Na początku oczywiście pobocze drogi i nawiązanie do motywu wiodącego.
Po przejściu przez to coś zerkamy w głębię wąwozu.
Na poboczu mamy zielone towarzystwo. Najważniejszy jest kopytnik pospolity - Asarum europaeum. Tłumią go podagrycznik pospolity - Aegopodium podagraria wespół z jaskrem rozłogowym - Ranunculus repens.
Wielce zaskakującym zdarzeniem było spotkanie z kwitnącą dąbrówką rozłogową - Ajuga reptans.
I znowu głębia wąwozu i pozostałości po akcji w stylu "przeminęło z wiatrem".
Konsekwentnie podążamy w stronę Kleszczowa. Oto kolejny przykład instalacji z wiodącego tematu tego wątku.
Są też parasolki z Kochanowa, bądź Kleszczowa
Wystarczy jednak nie patrzeć pod nogi, aby móc docenić piękno i potęgę sił natury, które ukształtowały ten krajobraz.
Jednakże w końcu na dnie dostrzegliśmy sedno sprawy.
Aby przyjrzeć się temu bliżej postanowiliśmy zejść na dno.
Na razie spoglądamy w dół wąwozu.
Tytułem zielonego przerywnika obejrzyjmy nerecznicę szerokolistną - Dryopteris dilatata.
Podążamy teraz, idąc w górę, w stronę Kleszczowa. Bez komentarza.
I dla uspokojenia się kolejna nerecznica szerokolistna - Dryopteris dilatata.
Do najbliższych zabudowań Kleszczowa dostało mniej niż 100m.

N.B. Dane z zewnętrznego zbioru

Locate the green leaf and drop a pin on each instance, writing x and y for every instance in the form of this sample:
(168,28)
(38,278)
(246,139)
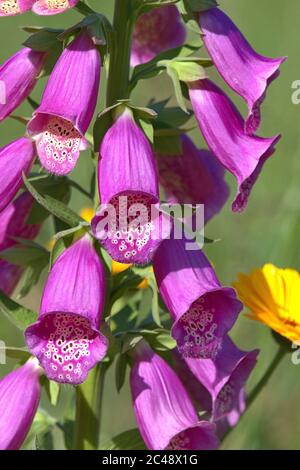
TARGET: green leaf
(128,440)
(21,316)
(55,207)
(43,40)
(173,74)
(188,71)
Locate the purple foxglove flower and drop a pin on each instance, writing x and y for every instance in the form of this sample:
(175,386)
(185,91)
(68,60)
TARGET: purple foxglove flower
(67,106)
(14,7)
(155,32)
(180,176)
(13,224)
(66,337)
(15,158)
(203,311)
(53,7)
(20,393)
(18,76)
(223,129)
(224,379)
(164,412)
(128,187)
(245,71)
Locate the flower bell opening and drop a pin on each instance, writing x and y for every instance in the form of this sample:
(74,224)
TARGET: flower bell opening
(131,235)
(59,145)
(9,7)
(197,332)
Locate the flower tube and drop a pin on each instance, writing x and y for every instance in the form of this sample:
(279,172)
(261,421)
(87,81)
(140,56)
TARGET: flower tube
(53,7)
(68,104)
(15,158)
(66,337)
(223,129)
(18,76)
(13,224)
(249,74)
(164,412)
(20,393)
(128,188)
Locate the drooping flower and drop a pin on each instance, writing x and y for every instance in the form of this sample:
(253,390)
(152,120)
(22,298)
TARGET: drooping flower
(15,158)
(194,177)
(66,338)
(164,412)
(222,127)
(20,393)
(53,7)
(68,104)
(224,379)
(128,225)
(18,76)
(246,72)
(14,7)
(13,224)
(155,32)
(272,296)
(203,311)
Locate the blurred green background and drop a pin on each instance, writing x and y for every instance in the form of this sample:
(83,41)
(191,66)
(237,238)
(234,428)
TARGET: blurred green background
(268,231)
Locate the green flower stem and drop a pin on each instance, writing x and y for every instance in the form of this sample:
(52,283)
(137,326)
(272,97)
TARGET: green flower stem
(264,380)
(119,65)
(89,395)
(88,410)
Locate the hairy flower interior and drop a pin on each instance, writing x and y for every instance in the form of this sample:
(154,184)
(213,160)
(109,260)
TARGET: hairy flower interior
(198,338)
(9,7)
(57,4)
(59,145)
(66,353)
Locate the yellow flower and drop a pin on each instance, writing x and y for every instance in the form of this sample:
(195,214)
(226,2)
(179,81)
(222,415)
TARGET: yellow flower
(273,298)
(87,213)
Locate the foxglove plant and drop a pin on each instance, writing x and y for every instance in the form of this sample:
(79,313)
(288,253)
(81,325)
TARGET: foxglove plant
(218,385)
(60,122)
(180,175)
(14,7)
(15,158)
(246,72)
(19,76)
(202,310)
(155,32)
(66,338)
(52,7)
(159,397)
(164,314)
(222,127)
(128,193)
(20,393)
(13,223)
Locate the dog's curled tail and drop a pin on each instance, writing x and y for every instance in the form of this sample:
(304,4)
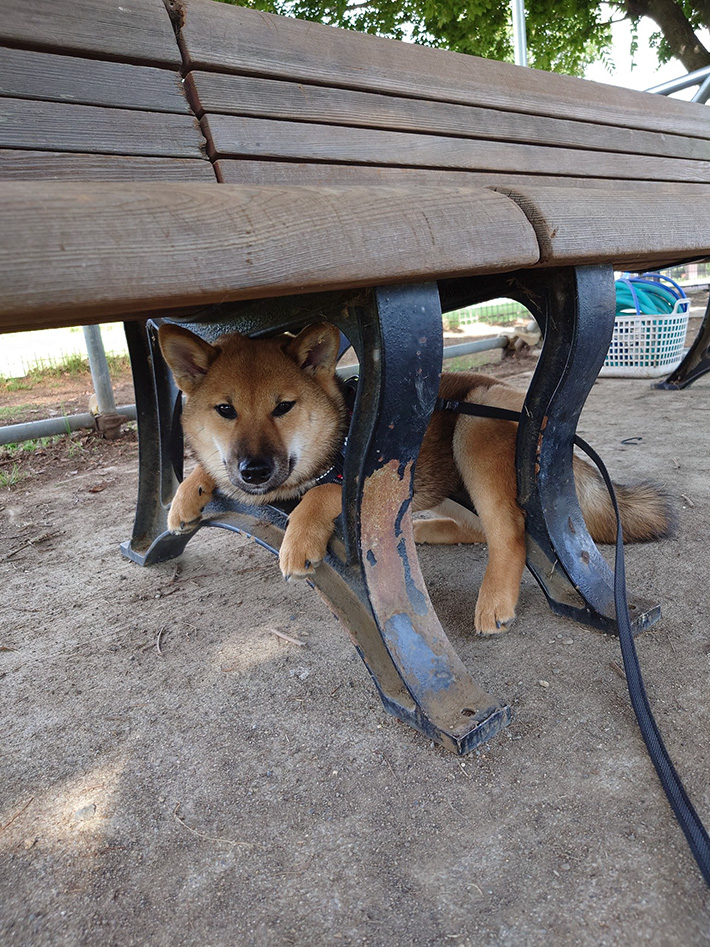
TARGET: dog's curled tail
(646,509)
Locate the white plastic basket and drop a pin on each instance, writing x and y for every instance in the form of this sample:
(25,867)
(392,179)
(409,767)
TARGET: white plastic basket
(646,346)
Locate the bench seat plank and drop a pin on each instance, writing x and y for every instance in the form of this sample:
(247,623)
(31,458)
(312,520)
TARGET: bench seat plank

Oczywiście ludzie, którzy mieszkają tuz przy początku wąwozu, zgodnie z zasadą domniemania niewinności, nie mają z tym nic wspólnego.
Spoglądamy ponownie w dół. Opuszczam ten śmietnik wspinając się prawym stokiem.
A to już droga łącząca Kochanów z Kleszczowem.
Zerkamy teraz z góry na instalację w górnej części wąwozu.
Jest też tablica z nazwą miejscowości, aby nie było wątpliwości, gdzie kończy się akcja tego fotoreportażu.
A główna część tego wąwozu zaczyna się w rejonie płotu tego ogrodzenia.
Kończąc zdecydowanie powtarzam raz jeszcze, że ludzie, którzy mieszkają tuż przy początku wąwozu, zgodnie z zasadą domniemania niewinności, nie mają nic wspólnego z tym co oglądaliśmy na dnie.